O presidente do Tribunal Superior Eleitoral (TSE), ministro Nunes Marques, instituiu uma comissão permanente para fiscalizar o uso de inteligência artificial (IA) nas campanhas eleitorais. A iniciativa, definida após a primeira reunião com os comandos dos Tribunais Regionais Eleitorais (TREs), sinaliza um esforço concentrado da Corte para mitigar a interferência digital no pleito de outubro.
Contexto
A movimentação ocorre poucas semanas após a posse de Nunes Marques na presidência do TSE, em 12 de maio. A pauta ganhou tração definitiva após o conjunto de restrições aprovado pela Corte em março, que proíbe provedores de IA de sugerir nomes de candidatos aos eleitores. A proximidade das eleições de 2026 impõe senso de urgência ao Judiciário.
Leitura de poder
A decisão fortalece a autoridade central do TSE perante as cortes regionais e estabelece uma barreira institucional contra excessos de marketing digital. Por outro lado, a medida transfere responsabilidade direta aos TREs, que devem estruturar unidades próprias de segurança da informação no prazo de 30 dias. O movimento também gera um desafio direto aos partidos políticos, que precisarão ajustar as suas estratégias de comunicação sob o risco de sanções rigorosas.
Impacto e consequências
- Catálogo de Soluções: O grupo técnico tem o prazo de 90 dias para entregar um mapeamento nacional de saídas contra ilícitos digitais.

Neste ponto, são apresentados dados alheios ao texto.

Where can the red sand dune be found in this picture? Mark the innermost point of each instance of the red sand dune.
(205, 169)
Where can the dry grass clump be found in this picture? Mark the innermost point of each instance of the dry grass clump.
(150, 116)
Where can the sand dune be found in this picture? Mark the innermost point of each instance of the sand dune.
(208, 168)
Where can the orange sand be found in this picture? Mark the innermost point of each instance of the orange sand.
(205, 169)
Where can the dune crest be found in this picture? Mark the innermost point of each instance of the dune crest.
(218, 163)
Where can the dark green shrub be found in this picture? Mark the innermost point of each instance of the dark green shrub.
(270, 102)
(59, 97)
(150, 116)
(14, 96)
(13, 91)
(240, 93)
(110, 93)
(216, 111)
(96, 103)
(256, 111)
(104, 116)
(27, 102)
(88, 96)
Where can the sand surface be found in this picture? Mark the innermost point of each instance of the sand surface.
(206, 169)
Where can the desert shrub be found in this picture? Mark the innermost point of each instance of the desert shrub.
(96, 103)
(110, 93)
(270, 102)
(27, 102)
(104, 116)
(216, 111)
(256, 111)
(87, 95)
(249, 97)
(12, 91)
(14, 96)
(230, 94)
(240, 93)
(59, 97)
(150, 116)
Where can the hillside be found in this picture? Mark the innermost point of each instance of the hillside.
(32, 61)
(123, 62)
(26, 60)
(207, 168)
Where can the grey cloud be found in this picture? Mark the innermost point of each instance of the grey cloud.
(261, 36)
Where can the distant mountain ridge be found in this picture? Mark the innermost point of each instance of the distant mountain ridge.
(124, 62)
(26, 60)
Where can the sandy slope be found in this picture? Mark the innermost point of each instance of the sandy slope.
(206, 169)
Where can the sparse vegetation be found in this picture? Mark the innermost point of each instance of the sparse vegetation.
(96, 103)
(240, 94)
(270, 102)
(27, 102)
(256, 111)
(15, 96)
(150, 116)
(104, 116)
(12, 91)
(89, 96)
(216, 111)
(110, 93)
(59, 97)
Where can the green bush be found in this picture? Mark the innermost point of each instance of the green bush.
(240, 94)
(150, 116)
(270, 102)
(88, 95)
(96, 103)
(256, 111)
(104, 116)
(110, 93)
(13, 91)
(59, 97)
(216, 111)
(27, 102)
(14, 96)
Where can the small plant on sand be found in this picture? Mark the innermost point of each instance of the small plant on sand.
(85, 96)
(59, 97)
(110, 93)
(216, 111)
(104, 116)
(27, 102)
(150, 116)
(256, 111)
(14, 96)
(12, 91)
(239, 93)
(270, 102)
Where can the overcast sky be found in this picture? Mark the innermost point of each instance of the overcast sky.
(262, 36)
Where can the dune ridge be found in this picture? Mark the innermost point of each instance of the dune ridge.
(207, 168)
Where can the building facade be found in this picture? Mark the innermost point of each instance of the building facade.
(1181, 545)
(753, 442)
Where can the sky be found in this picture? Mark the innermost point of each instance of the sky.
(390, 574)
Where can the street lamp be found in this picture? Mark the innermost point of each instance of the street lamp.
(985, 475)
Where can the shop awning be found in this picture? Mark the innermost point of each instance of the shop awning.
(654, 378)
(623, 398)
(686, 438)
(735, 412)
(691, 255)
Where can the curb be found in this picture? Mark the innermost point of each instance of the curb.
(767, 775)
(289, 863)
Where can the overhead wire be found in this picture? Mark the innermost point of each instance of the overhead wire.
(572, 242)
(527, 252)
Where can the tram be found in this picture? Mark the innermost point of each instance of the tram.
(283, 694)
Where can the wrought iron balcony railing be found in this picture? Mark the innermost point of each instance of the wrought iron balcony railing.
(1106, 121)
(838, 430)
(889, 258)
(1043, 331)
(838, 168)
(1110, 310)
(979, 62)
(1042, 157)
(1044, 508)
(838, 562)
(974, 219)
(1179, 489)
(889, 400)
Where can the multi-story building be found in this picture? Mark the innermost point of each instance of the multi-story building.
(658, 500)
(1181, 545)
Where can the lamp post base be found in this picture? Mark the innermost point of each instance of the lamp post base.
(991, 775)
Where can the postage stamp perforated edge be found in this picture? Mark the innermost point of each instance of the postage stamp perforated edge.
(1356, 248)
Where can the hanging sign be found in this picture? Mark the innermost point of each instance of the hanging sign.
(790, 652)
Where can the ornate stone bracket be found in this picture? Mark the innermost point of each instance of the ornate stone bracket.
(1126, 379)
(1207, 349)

- Perícia Especializada: Parcerias com universidades vão garantir suporte técnico para identificar fraudes e manipulações de forma célere.
- Blindagem Regional: Os TREs têm 30 dias para ativar núcleos dedicados à proteção de dados e segurança cibernética.
O próximo movimento O foco imediato recai sobre as agendas que o presidente do TSE pretende realizar com as lideranças partidárias. Esse diálogo institucional servirá para formalizar os limites do jogo e medir o grau de adesão ou resistência das siglas diante do cerco à inteligência artificial.